The recipient of more than 45 patents, Arneson revolutionized offshore muscleboating with the development of the Arneson Surface Drive in the 1980s, which has been produced under several licenses. His own boats won two Open Offshore World championships, and on one fateful day in 1983, Arneson drives powered the World Champions in Open, Sport and Modified classes.
Arneson started out racing 225 Hydras, and owned a series of high-powered offshore sport boats before single-handedly exploiting the potential of turbine power in the pleasureboat arena. He became the undisputed “King of the Turbine,” having built plenty of them over the years. At age 68, Arneson climbed into the open cockpit of his 32-foot Skater, powered by a T-58 gas turbine, and shattered the elapsed time record between New Orleans and St. Louis by an incredible 7.5 hours.
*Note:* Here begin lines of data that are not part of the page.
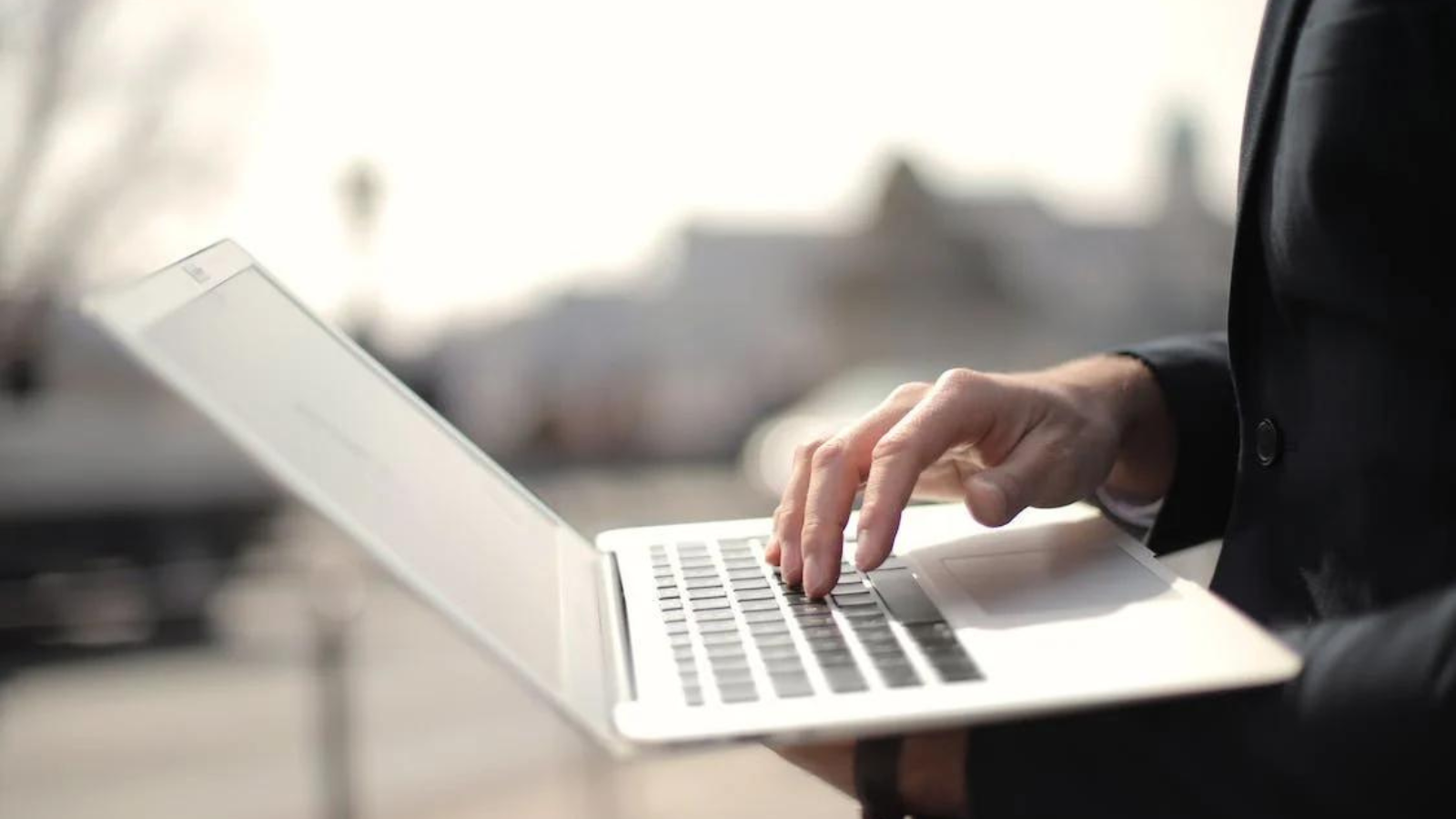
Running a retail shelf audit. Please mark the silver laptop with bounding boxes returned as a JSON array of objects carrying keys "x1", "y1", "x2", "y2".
[{"x1": 87, "y1": 242, "x2": 1299, "y2": 753}]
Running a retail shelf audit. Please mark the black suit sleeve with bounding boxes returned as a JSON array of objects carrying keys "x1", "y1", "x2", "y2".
[
  {"x1": 966, "y1": 577, "x2": 1456, "y2": 819},
  {"x1": 1121, "y1": 332, "x2": 1239, "y2": 554}
]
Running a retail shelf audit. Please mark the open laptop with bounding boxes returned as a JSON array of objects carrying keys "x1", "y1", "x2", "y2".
[{"x1": 86, "y1": 242, "x2": 1299, "y2": 753}]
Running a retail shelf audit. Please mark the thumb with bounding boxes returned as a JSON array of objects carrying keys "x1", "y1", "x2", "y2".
[{"x1": 964, "y1": 441, "x2": 1051, "y2": 526}]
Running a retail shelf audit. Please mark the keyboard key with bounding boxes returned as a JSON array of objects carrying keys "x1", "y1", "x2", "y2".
[
  {"x1": 748, "y1": 620, "x2": 789, "y2": 634},
  {"x1": 864, "y1": 642, "x2": 908, "y2": 664},
  {"x1": 804, "y1": 625, "x2": 843, "y2": 644},
  {"x1": 713, "y1": 663, "x2": 753, "y2": 688},
  {"x1": 905, "y1": 621, "x2": 956, "y2": 642},
  {"x1": 824, "y1": 666, "x2": 869, "y2": 693},
  {"x1": 770, "y1": 674, "x2": 814, "y2": 700},
  {"x1": 935, "y1": 657, "x2": 981, "y2": 682},
  {"x1": 754, "y1": 642, "x2": 803, "y2": 663},
  {"x1": 702, "y1": 630, "x2": 743, "y2": 652},
  {"x1": 708, "y1": 654, "x2": 753, "y2": 672},
  {"x1": 718, "y1": 682, "x2": 759, "y2": 703},
  {"x1": 879, "y1": 666, "x2": 920, "y2": 688},
  {"x1": 854, "y1": 623, "x2": 900, "y2": 649},
  {"x1": 697, "y1": 612, "x2": 738, "y2": 634},
  {"x1": 814, "y1": 645, "x2": 856, "y2": 667},
  {"x1": 869, "y1": 569, "x2": 945, "y2": 625},
  {"x1": 753, "y1": 631, "x2": 798, "y2": 654},
  {"x1": 733, "y1": 584, "x2": 777, "y2": 605},
  {"x1": 840, "y1": 606, "x2": 886, "y2": 628}
]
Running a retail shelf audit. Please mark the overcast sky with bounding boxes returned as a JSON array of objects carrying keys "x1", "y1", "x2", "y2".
[{"x1": 87, "y1": 0, "x2": 1262, "y2": 343}]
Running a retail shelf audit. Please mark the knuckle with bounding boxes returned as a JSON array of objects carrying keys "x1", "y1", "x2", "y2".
[
  {"x1": 794, "y1": 439, "x2": 825, "y2": 462},
  {"x1": 869, "y1": 436, "x2": 910, "y2": 463},
  {"x1": 811, "y1": 439, "x2": 846, "y2": 470},
  {"x1": 804, "y1": 516, "x2": 843, "y2": 547},
  {"x1": 890, "y1": 380, "x2": 930, "y2": 402},
  {"x1": 935, "y1": 368, "x2": 981, "y2": 390}
]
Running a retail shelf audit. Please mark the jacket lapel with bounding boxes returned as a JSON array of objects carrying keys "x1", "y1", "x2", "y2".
[{"x1": 1238, "y1": 0, "x2": 1310, "y2": 220}]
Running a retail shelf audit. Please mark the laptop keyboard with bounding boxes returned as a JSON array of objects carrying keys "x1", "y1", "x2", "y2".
[{"x1": 651, "y1": 540, "x2": 981, "y2": 705}]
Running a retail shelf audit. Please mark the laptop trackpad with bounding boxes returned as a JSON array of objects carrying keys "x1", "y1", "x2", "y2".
[{"x1": 942, "y1": 540, "x2": 1169, "y2": 620}]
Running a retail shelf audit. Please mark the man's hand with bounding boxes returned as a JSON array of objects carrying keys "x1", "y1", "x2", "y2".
[
  {"x1": 767, "y1": 356, "x2": 1174, "y2": 598},
  {"x1": 772, "y1": 729, "x2": 966, "y2": 816}
]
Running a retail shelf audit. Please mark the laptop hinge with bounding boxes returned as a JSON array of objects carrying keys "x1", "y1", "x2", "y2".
[{"x1": 602, "y1": 551, "x2": 636, "y2": 701}]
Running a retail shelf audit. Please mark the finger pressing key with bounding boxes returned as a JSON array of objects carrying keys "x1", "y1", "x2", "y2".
[
  {"x1": 774, "y1": 440, "x2": 823, "y2": 586},
  {"x1": 799, "y1": 439, "x2": 859, "y2": 598}
]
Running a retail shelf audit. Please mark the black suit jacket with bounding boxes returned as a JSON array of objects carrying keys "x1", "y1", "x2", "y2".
[{"x1": 966, "y1": 0, "x2": 1456, "y2": 817}]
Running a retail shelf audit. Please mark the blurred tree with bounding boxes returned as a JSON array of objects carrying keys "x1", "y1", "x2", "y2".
[{"x1": 0, "y1": 0, "x2": 221, "y2": 397}]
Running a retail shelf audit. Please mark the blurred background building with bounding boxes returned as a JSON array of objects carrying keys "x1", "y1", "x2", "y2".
[{"x1": 0, "y1": 0, "x2": 1261, "y2": 817}]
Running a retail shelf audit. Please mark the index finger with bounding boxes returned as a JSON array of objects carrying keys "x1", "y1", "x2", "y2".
[{"x1": 854, "y1": 370, "x2": 992, "y2": 571}]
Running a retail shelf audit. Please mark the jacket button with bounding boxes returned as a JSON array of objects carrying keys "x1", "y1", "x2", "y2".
[{"x1": 1254, "y1": 419, "x2": 1279, "y2": 466}]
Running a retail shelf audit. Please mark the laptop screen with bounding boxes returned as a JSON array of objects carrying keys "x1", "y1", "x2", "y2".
[{"x1": 117, "y1": 253, "x2": 626, "y2": 736}]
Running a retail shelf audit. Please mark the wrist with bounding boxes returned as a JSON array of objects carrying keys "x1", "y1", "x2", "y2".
[
  {"x1": 1104, "y1": 354, "x2": 1178, "y2": 502},
  {"x1": 1050, "y1": 354, "x2": 1175, "y2": 502}
]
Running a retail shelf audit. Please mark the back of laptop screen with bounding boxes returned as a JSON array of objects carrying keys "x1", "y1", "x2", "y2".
[{"x1": 127, "y1": 260, "x2": 607, "y2": 740}]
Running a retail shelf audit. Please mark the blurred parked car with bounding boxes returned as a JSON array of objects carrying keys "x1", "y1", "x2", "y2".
[{"x1": 0, "y1": 299, "x2": 277, "y2": 650}]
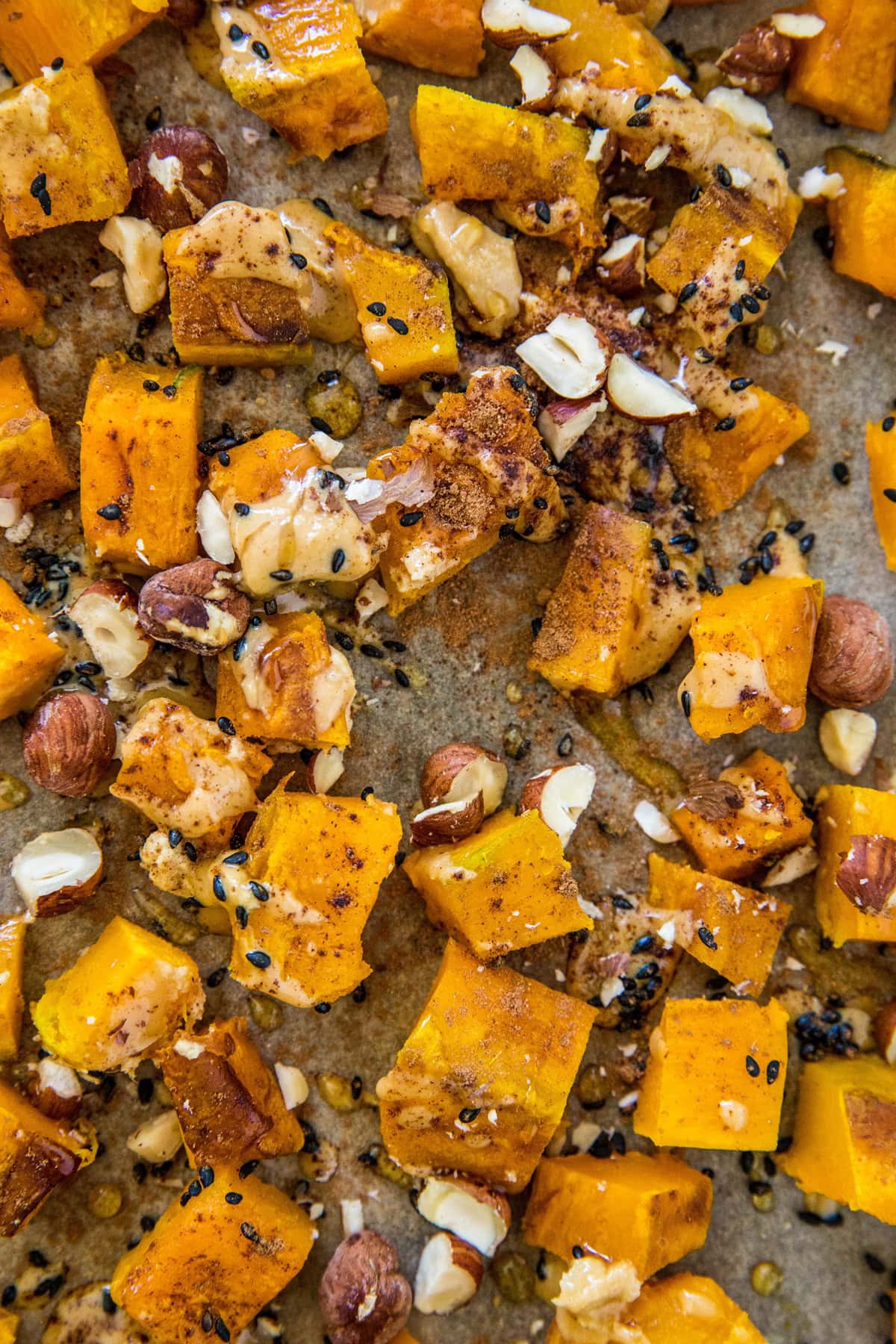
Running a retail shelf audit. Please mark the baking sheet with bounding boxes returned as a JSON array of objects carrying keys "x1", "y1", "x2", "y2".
[{"x1": 0, "y1": 0, "x2": 896, "y2": 1344}]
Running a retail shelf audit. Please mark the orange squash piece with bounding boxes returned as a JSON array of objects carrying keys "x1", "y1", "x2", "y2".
[
  {"x1": 111, "y1": 1166, "x2": 313, "y2": 1344},
  {"x1": 815, "y1": 783, "x2": 896, "y2": 948},
  {"x1": 634, "y1": 998, "x2": 787, "y2": 1153},
  {"x1": 325, "y1": 223, "x2": 458, "y2": 383},
  {"x1": 81, "y1": 351, "x2": 203, "y2": 574},
  {"x1": 405, "y1": 809, "x2": 592, "y2": 961},
  {"x1": 0, "y1": 355, "x2": 77, "y2": 512},
  {"x1": 523, "y1": 1152, "x2": 712, "y2": 1280},
  {"x1": 647, "y1": 853, "x2": 792, "y2": 996},
  {"x1": 671, "y1": 751, "x2": 812, "y2": 882},
  {"x1": 0, "y1": 578, "x2": 66, "y2": 719},
  {"x1": 358, "y1": 0, "x2": 485, "y2": 79},
  {"x1": 0, "y1": 66, "x2": 131, "y2": 238},
  {"x1": 787, "y1": 0, "x2": 896, "y2": 131},
  {"x1": 155, "y1": 1018, "x2": 305, "y2": 1166},
  {"x1": 679, "y1": 575, "x2": 824, "y2": 742},
  {"x1": 212, "y1": 0, "x2": 388, "y2": 158},
  {"x1": 376, "y1": 942, "x2": 594, "y2": 1191},
  {"x1": 0, "y1": 1082, "x2": 97, "y2": 1236}
]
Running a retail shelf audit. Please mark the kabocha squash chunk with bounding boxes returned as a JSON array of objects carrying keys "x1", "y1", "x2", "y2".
[
  {"x1": 163, "y1": 200, "x2": 311, "y2": 367},
  {"x1": 111, "y1": 1166, "x2": 313, "y2": 1344},
  {"x1": 376, "y1": 942, "x2": 594, "y2": 1191},
  {"x1": 356, "y1": 0, "x2": 485, "y2": 78},
  {"x1": 111, "y1": 697, "x2": 270, "y2": 837},
  {"x1": 0, "y1": 66, "x2": 131, "y2": 238},
  {"x1": 634, "y1": 998, "x2": 787, "y2": 1153},
  {"x1": 81, "y1": 351, "x2": 203, "y2": 574},
  {"x1": 405, "y1": 810, "x2": 592, "y2": 961},
  {"x1": 31, "y1": 915, "x2": 205, "y2": 1070},
  {"x1": 0, "y1": 1082, "x2": 97, "y2": 1236},
  {"x1": 787, "y1": 0, "x2": 896, "y2": 132},
  {"x1": 411, "y1": 84, "x2": 602, "y2": 250},
  {"x1": 647, "y1": 853, "x2": 792, "y2": 995},
  {"x1": 326, "y1": 223, "x2": 458, "y2": 383},
  {"x1": 228, "y1": 781, "x2": 402, "y2": 1008},
  {"x1": 779, "y1": 1055, "x2": 896, "y2": 1223},
  {"x1": 815, "y1": 783, "x2": 896, "y2": 948},
  {"x1": 523, "y1": 1153, "x2": 712, "y2": 1280},
  {"x1": 0, "y1": 355, "x2": 75, "y2": 512},
  {"x1": 528, "y1": 504, "x2": 699, "y2": 696},
  {"x1": 155, "y1": 1018, "x2": 304, "y2": 1166},
  {"x1": 865, "y1": 415, "x2": 896, "y2": 570},
  {"x1": 825, "y1": 149, "x2": 896, "y2": 299},
  {"x1": 679, "y1": 575, "x2": 824, "y2": 742},
  {"x1": 671, "y1": 751, "x2": 812, "y2": 882},
  {"x1": 215, "y1": 612, "x2": 355, "y2": 751},
  {"x1": 0, "y1": 917, "x2": 25, "y2": 1059},
  {"x1": 212, "y1": 0, "x2": 388, "y2": 158},
  {"x1": 0, "y1": 578, "x2": 64, "y2": 719}
]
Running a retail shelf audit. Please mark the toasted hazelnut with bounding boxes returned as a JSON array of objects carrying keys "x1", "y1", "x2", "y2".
[
  {"x1": 69, "y1": 579, "x2": 155, "y2": 677},
  {"x1": 128, "y1": 126, "x2": 228, "y2": 234},
  {"x1": 22, "y1": 691, "x2": 116, "y2": 798},
  {"x1": 520, "y1": 763, "x2": 597, "y2": 848},
  {"x1": 420, "y1": 742, "x2": 506, "y2": 817},
  {"x1": 318, "y1": 1230, "x2": 412, "y2": 1344},
  {"x1": 10, "y1": 827, "x2": 102, "y2": 919},
  {"x1": 809, "y1": 593, "x2": 893, "y2": 709},
  {"x1": 137, "y1": 561, "x2": 251, "y2": 656},
  {"x1": 417, "y1": 1176, "x2": 511, "y2": 1258}
]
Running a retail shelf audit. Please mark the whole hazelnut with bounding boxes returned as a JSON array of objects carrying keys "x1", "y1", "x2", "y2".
[
  {"x1": 128, "y1": 126, "x2": 228, "y2": 232},
  {"x1": 318, "y1": 1230, "x2": 412, "y2": 1344},
  {"x1": 809, "y1": 593, "x2": 893, "y2": 709},
  {"x1": 137, "y1": 561, "x2": 251, "y2": 656},
  {"x1": 22, "y1": 691, "x2": 116, "y2": 798}
]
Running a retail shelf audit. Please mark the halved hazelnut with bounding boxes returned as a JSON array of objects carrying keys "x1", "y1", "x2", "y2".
[
  {"x1": 414, "y1": 1233, "x2": 485, "y2": 1316},
  {"x1": 10, "y1": 827, "x2": 102, "y2": 919},
  {"x1": 417, "y1": 1176, "x2": 511, "y2": 1258},
  {"x1": 420, "y1": 742, "x2": 506, "y2": 817},
  {"x1": 22, "y1": 691, "x2": 117, "y2": 798},
  {"x1": 69, "y1": 579, "x2": 155, "y2": 677},
  {"x1": 520, "y1": 762, "x2": 597, "y2": 848},
  {"x1": 607, "y1": 351, "x2": 697, "y2": 425}
]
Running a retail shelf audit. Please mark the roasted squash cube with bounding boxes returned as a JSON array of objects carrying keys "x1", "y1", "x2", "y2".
[
  {"x1": 326, "y1": 223, "x2": 458, "y2": 383},
  {"x1": 81, "y1": 352, "x2": 203, "y2": 574},
  {"x1": 155, "y1": 1018, "x2": 304, "y2": 1166},
  {"x1": 0, "y1": 68, "x2": 131, "y2": 238},
  {"x1": 647, "y1": 853, "x2": 792, "y2": 996},
  {"x1": 31, "y1": 915, "x2": 205, "y2": 1070},
  {"x1": 215, "y1": 612, "x2": 355, "y2": 751},
  {"x1": 679, "y1": 575, "x2": 824, "y2": 742},
  {"x1": 376, "y1": 942, "x2": 594, "y2": 1191},
  {"x1": 163, "y1": 200, "x2": 311, "y2": 367},
  {"x1": 815, "y1": 783, "x2": 896, "y2": 948},
  {"x1": 787, "y1": 0, "x2": 896, "y2": 134},
  {"x1": 111, "y1": 697, "x2": 270, "y2": 837},
  {"x1": 0, "y1": 1082, "x2": 97, "y2": 1236},
  {"x1": 0, "y1": 355, "x2": 75, "y2": 512},
  {"x1": 0, "y1": 578, "x2": 66, "y2": 719},
  {"x1": 523, "y1": 1153, "x2": 712, "y2": 1280},
  {"x1": 634, "y1": 998, "x2": 787, "y2": 1153},
  {"x1": 111, "y1": 1166, "x2": 313, "y2": 1344},
  {"x1": 671, "y1": 751, "x2": 812, "y2": 882},
  {"x1": 528, "y1": 504, "x2": 699, "y2": 696},
  {"x1": 405, "y1": 810, "x2": 592, "y2": 961},
  {"x1": 228, "y1": 783, "x2": 402, "y2": 1008},
  {"x1": 411, "y1": 84, "x2": 602, "y2": 250},
  {"x1": 779, "y1": 1055, "x2": 896, "y2": 1223},
  {"x1": 212, "y1": 0, "x2": 388, "y2": 158},
  {"x1": 0, "y1": 915, "x2": 25, "y2": 1059}
]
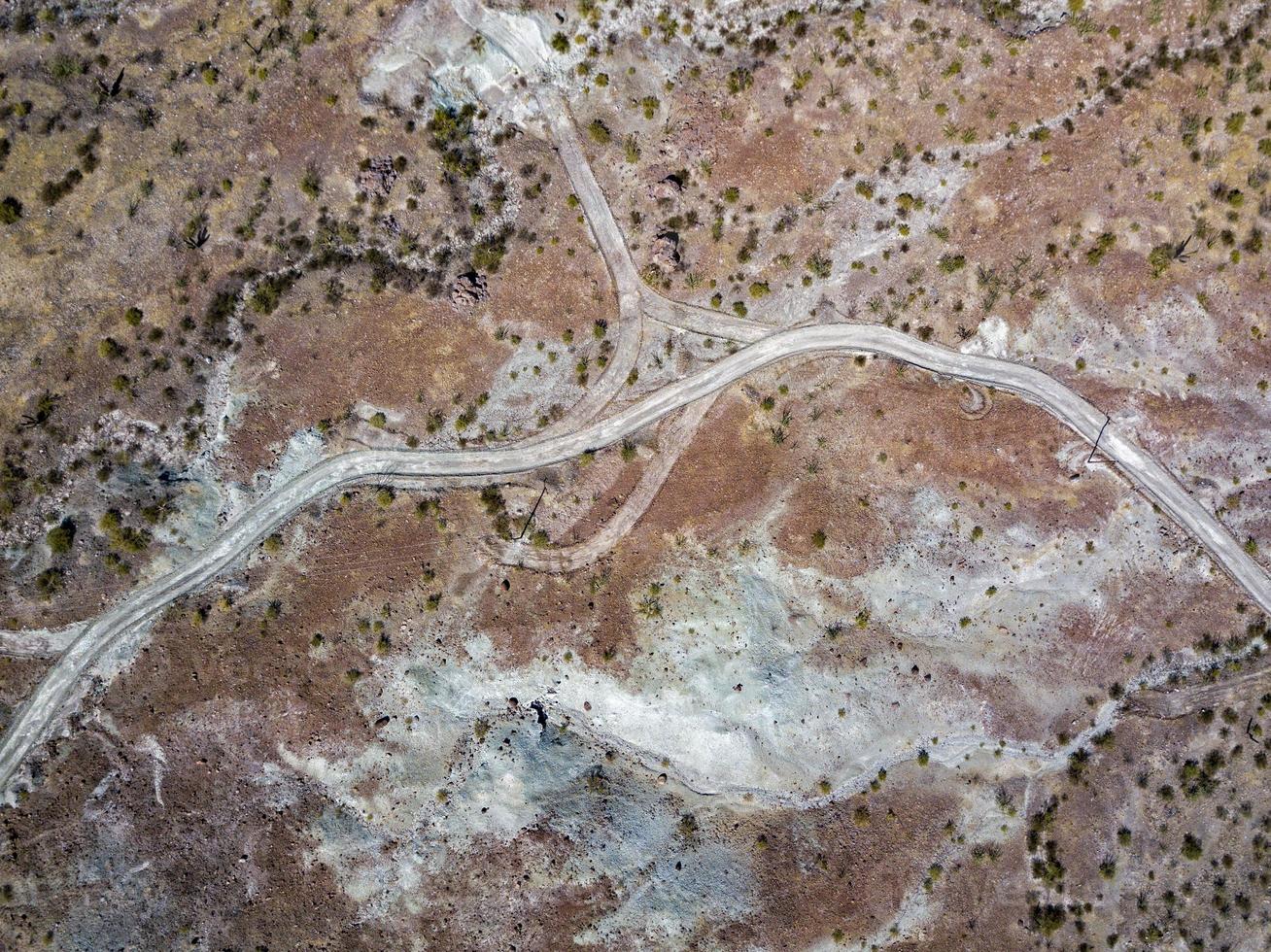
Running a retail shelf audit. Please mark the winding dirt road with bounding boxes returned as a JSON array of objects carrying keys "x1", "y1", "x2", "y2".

In 1990, Arneson drove the thousand miles in 12 hours, 40 minutes by himself, nonstop—much of it in darkness—and became the 16th new record-holder in more than 1,100 attempts. The feat only reinforced his contention that the turbine is the ultimate power for a boat, and his installations became progressively wilder. He built at least six of them for himself, including a spectacular 46-foot Skater powered by a 4,500-hp Lycoming turbine. It carries enough fuel (1,000 gallons) to travel from San Francisco to Los Angeles, and cruises comfortably and reliably at between 120 and 140 miles an hour.
Based in San Rafael, CA, his Arneson Industries developed the Bravo Conversion Kit, which have proved extremely popular over the years for boat owners who want an upgrade for their existing Bravo drives.